At first he tries to cope by becoming more anit-Zionist and anti-Semitic than thou, but when that doesn’t help, he seeks out the advice of Lenny (Schiff), an expatriate American Jew who lives across the street from his late mother’s house. Together they trace down his birth father to a Jewish old age home where Nasir is refused admission to his father’s room by a rabbi. The rabbi is worried that the shock of finding out he has such an obviously Muslim son could kill the older man, and tells Nasir he can only see his father if he can be more Jewish. Turning to Lenny for help he begins a crash course in what it means to be a Jew, including learning how to shrug and say “oy vey,” dancing like Topel in Fiddler On The Roof, and attending a bar mitzvah. (One of the movie’s best lines occurs at the bar mitzvah when Schiff defines a Buddhist Jew as being a person who rejects materialism but keeps the receipts.)
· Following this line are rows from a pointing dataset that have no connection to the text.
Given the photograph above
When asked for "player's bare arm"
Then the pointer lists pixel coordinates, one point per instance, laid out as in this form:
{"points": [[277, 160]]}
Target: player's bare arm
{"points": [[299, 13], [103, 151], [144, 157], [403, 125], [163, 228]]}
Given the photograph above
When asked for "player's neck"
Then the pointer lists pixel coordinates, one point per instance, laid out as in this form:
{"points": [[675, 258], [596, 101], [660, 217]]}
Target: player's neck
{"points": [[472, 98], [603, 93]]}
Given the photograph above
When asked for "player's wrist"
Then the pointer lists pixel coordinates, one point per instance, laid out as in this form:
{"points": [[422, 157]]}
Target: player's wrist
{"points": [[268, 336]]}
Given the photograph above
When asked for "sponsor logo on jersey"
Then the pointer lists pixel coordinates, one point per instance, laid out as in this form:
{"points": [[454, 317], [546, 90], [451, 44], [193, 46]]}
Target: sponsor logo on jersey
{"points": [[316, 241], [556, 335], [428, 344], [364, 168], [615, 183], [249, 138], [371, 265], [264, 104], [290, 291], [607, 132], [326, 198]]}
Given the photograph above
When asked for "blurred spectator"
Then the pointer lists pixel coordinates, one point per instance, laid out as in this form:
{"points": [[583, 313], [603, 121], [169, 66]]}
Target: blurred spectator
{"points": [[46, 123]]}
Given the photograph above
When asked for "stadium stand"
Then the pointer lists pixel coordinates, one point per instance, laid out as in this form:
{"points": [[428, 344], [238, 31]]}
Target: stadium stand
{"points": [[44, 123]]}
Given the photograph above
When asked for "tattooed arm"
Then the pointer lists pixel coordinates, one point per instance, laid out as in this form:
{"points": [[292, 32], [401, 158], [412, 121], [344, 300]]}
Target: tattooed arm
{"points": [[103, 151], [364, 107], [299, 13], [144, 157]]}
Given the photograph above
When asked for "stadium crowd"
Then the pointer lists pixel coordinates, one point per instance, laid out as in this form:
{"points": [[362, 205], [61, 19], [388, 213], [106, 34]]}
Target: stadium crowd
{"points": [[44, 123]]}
While the movie follows the expected pattern — Naisr’s Jewishness being exposed at the worst possible moment; his alienation from family and friends; his son’s wedding being called off; the denouncing of the radical cleric; and a happy reconciliation — the way it travels that road is what makes it so much fun to watch. Schiff and Djalili are an absolute joy to watch working together as they verge back and forth between trading insults and learning to find common ground with each other. The contrast between Djalili’s over-the-top bombast and Schiff’s sarcastic wit makes for some of the film’s funniest moments. There are times the movie will make most people cringe as it holds up a large mirror reflecting the bigotry each group has towards the other through some of the nastiest Jewish and Arab jokes ever told.
That’s when the movie is its most effective as it forces the audience to confront the reality of racial jokes and answers that old question of “Where’s the harm in telling it?” The harm is the underlying hatred that is the basis for those types of jokes in the first place. When Djalili joins in a round of Jewish insults at work as he’s still trying to come to grips with his own identity he transforms from a basically likable guy into both a figure of ridicule and something genuinely ugly. Change the accents and the skin colour and it could be a group of guys in North America hanging around the water cooler making jokes about rag-heads and swearing about the fucking Muslims.
The divisions between Jews and Muslims aren’t going to be closed without a willingness on both parts to step down from their positions of self-righteous indignation. The great thing about The Infidel is how it holds both sides up to ridicule while also showing why each also has every reason to be nervous of elements on the other side. It does the truly remarkable job respecting each group’s beliefs while pointing out how ridiculous they are being. It may not bring instant peace to the Middle East, but it might just give some people a different perspective on the situation.
The Infidel on DVD has many of the bonus features we’ve come to expect these days including commentaries from the two lead actors, director Josh Appignanesi, and screenwriter David Baddiel; interviews with the actors and director; a gag reel; and bonus jokes. As usual it will sound and look best on newer home theatre equipment as it’s presented in wide screen format with Dolby Digital 5.1 surround sound.